Personalised rehabilitation of upper limb disorders

The project aimed to create user-friendly workflows to assess, manage, and monitor upper-limb disorders. The approach combined computational modelling, medical imaging, wearable sensors, and robotic devices to generate personalised digital twins capable of virtually testing treatment strategies for movement-related impairments.

Upper-limb movement disorders—such as stroke-related paralysis, brachial plexus injuries, and rotator-cuff damage—impose a significant societal and clinical burden. These conditions often lead to lifelong functional deficits, and physical inactivity or disease can further result in joint degeneration and osteoarthritis, for which total joint replacement (arthroplasty) remains the most effective end-stage treatment.

Traditionally, clinicians have relied on qualitative assessments such as observational movement analysis and subjective testing. This project sought to augment those methods by developing quantitative tools that integrate imaging, sensor data, and computational models to improve diagnosis, treatment planning, and rehabilitation monitoring—particularly for patients undergoing shoulder arthroplasty.

According to the New Zealand Orthopaedic Joint Registry, approximately one in five shoulder-arthroplasty patients require costly revision surgery, often due to dislocation or implant loosening. Choosing the correct implant size, position, and orientation is complex because of the shoulder’s large range of motion and intricate muscular coordination.

To address this, the team developed a population model of shoulder anatomy, allowing rapid generation of personalised biomechanical models from clinical CT scans. These models were used to simulate functional movements, estimate forces within bone and soft tissue, and provide insights into implant selection and positioning that best match a patient’s anatomy and biomechanics.

Wearable sensors (inertial measurement units, IMUs) were used to measure and monitor patient motion, supporting both pre-operative assessment and post-operative rehabilitation.

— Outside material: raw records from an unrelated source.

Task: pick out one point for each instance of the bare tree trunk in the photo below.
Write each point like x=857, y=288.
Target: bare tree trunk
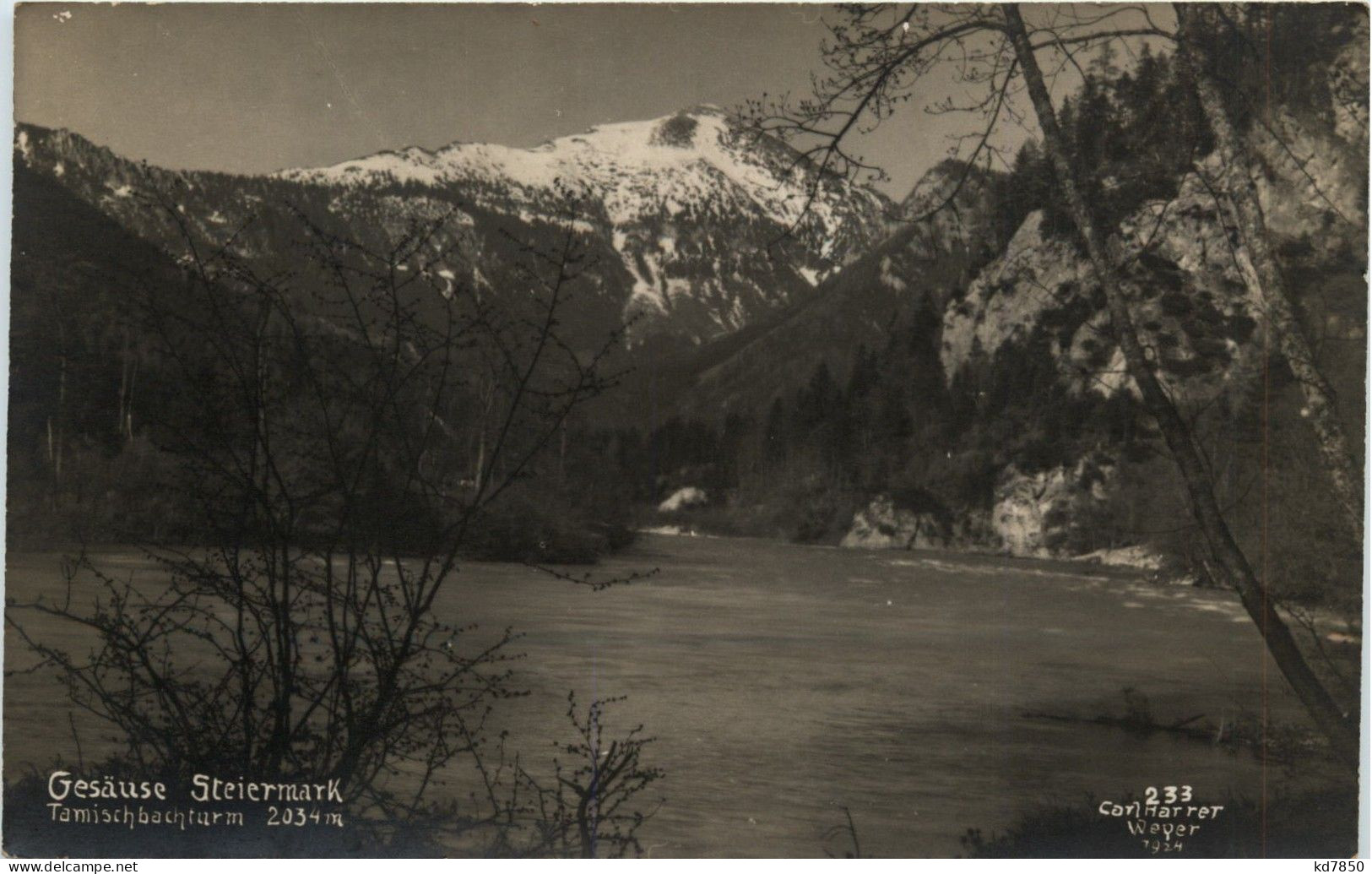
x=1262, y=274
x=1227, y=555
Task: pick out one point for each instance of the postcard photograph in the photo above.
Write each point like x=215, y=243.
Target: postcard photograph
x=686, y=432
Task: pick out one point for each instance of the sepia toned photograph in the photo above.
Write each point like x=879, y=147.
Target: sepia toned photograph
x=719, y=430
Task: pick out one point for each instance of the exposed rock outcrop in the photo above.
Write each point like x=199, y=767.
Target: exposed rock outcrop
x=1049, y=513
x=684, y=498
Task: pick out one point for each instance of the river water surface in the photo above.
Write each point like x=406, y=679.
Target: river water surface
x=786, y=682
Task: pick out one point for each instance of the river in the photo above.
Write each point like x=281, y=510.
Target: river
x=786, y=682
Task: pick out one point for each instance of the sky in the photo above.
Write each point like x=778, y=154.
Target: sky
x=254, y=88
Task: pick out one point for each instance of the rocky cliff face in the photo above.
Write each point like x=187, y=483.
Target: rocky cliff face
x=1189, y=300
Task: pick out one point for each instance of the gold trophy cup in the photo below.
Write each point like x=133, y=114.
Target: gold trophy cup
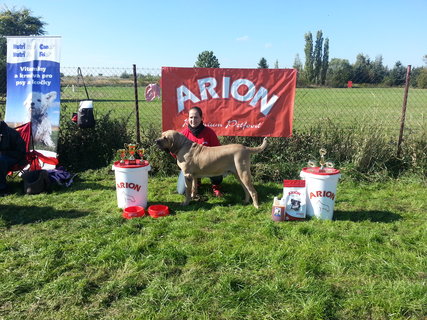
x=131, y=149
x=140, y=152
x=122, y=155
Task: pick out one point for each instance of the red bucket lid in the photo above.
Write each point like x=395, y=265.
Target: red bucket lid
x=158, y=210
x=137, y=164
x=321, y=172
x=133, y=212
x=294, y=183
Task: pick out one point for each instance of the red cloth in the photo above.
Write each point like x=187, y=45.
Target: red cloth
x=207, y=137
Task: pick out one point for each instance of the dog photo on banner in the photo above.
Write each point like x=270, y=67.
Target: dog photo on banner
x=33, y=87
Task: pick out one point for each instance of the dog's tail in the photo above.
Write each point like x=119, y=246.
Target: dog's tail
x=260, y=148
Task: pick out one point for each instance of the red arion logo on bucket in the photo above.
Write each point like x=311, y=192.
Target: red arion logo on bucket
x=325, y=194
x=128, y=185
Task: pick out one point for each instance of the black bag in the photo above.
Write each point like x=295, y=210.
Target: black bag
x=85, y=117
x=36, y=181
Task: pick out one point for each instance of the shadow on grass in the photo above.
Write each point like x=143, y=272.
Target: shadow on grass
x=232, y=194
x=373, y=216
x=13, y=214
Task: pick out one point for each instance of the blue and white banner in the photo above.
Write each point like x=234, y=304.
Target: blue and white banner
x=34, y=87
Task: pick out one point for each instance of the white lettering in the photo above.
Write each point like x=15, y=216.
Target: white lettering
x=265, y=105
x=226, y=87
x=240, y=89
x=207, y=85
x=183, y=94
x=242, y=82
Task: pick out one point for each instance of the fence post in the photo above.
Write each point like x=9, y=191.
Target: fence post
x=402, y=120
x=135, y=85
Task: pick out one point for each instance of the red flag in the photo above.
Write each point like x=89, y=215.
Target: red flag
x=235, y=102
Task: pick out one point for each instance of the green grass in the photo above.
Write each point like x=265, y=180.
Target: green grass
x=70, y=255
x=319, y=106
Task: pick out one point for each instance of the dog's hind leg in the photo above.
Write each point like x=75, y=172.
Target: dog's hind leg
x=188, y=189
x=244, y=176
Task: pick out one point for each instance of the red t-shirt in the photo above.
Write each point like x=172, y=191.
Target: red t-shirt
x=206, y=138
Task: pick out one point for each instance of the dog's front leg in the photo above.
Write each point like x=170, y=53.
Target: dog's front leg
x=188, y=189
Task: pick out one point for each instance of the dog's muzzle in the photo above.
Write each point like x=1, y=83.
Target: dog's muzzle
x=159, y=143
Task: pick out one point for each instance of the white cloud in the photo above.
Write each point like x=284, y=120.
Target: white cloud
x=243, y=38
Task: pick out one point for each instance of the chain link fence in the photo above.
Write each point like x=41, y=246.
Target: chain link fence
x=354, y=104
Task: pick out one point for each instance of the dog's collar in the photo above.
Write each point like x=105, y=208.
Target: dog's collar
x=38, y=118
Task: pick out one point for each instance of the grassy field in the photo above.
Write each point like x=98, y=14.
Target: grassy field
x=70, y=255
x=320, y=106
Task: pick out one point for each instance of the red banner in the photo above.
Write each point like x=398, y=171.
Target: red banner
x=235, y=102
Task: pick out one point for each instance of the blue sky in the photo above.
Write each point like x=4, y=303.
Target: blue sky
x=152, y=34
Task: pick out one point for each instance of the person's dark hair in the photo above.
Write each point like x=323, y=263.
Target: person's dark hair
x=199, y=111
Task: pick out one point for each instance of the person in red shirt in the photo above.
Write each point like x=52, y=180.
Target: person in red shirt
x=197, y=132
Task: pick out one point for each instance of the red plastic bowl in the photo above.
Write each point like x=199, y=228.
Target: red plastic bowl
x=133, y=212
x=158, y=210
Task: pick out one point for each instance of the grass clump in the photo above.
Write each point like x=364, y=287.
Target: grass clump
x=70, y=255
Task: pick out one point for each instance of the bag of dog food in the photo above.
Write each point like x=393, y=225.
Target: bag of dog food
x=294, y=198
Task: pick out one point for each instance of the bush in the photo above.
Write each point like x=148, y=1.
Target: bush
x=82, y=149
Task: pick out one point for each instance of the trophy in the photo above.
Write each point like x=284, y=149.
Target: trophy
x=131, y=149
x=322, y=162
x=140, y=152
x=122, y=155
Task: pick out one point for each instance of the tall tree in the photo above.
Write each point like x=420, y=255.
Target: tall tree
x=397, y=75
x=377, y=71
x=318, y=56
x=16, y=23
x=339, y=73
x=325, y=62
x=206, y=59
x=361, y=69
x=308, y=50
x=262, y=64
x=297, y=63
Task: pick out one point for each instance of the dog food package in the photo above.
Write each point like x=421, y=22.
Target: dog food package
x=278, y=210
x=294, y=198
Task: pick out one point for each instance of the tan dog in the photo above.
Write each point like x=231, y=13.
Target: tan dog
x=198, y=161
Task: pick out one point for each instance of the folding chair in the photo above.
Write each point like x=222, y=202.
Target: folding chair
x=32, y=157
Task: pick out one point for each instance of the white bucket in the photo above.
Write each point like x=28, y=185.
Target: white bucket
x=321, y=185
x=131, y=184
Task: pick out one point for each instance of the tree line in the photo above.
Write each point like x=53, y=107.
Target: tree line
x=317, y=69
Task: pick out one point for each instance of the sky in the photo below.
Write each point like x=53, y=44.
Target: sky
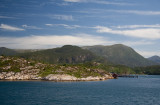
x=42, y=24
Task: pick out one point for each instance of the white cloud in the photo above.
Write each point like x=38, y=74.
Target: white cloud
x=138, y=26
x=50, y=41
x=148, y=33
x=30, y=27
x=64, y=25
x=49, y=25
x=97, y=2
x=10, y=28
x=74, y=0
x=62, y=17
x=137, y=12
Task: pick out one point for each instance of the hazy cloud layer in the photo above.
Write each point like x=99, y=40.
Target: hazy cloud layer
x=50, y=41
x=148, y=33
x=10, y=28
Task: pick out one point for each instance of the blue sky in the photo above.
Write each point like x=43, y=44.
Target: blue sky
x=39, y=24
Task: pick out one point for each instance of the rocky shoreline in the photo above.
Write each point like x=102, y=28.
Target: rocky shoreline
x=12, y=68
x=50, y=77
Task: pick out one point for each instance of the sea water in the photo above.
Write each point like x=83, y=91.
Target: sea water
x=144, y=90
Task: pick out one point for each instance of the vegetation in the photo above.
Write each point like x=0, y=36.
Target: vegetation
x=150, y=70
x=120, y=54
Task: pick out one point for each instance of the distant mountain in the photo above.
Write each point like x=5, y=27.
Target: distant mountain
x=6, y=51
x=155, y=59
x=66, y=54
x=120, y=54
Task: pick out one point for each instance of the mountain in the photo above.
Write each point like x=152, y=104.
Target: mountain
x=155, y=59
x=120, y=54
x=66, y=54
x=6, y=51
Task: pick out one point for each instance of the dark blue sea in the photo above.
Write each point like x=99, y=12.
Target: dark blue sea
x=144, y=90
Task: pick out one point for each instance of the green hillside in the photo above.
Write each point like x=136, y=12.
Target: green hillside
x=66, y=54
x=6, y=51
x=120, y=54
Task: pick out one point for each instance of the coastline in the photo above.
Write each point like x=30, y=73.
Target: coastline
x=51, y=77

Figure 1. Workflow of personalised biomechanical modelling of the upper limb. Following a doctor visit, the first step is to segment the bones of interest from a clinical CT scan. We then compare the current, morbid bone geometry with our population-based pre-morbid bone geometry to automatically classify the bone deformity (Step 2). Biomechanical simulations can then be made to understand the current state (Step 3) and make predictions for surgical outcomes with different size and position implants (Step 4). Finally, a plan is provided to the surgeon (Step 5).
Figure 1. Workflow of personalised biomechanical modelling of the upper limb. Following a doctor visit, the first step is to segment the bones of interest from a clinical CT scan. We then compare the current, morbid bone geometry with our population-based pre-morbid bone geometry to automatically classify the bone deformity (Step 2). Biomechanical simulations can then be made to understand the current state (Step 3) and make predictions for surgical outcomes with different size and position implants (Step 4). Finally, a plan is provided to the surgeon (Step 5).

Clinical translation of our research tools requires streamlining of processes, which we call a Workflow. Figure 1 illustrates our Workflow with various components and tools connected across the patient journey.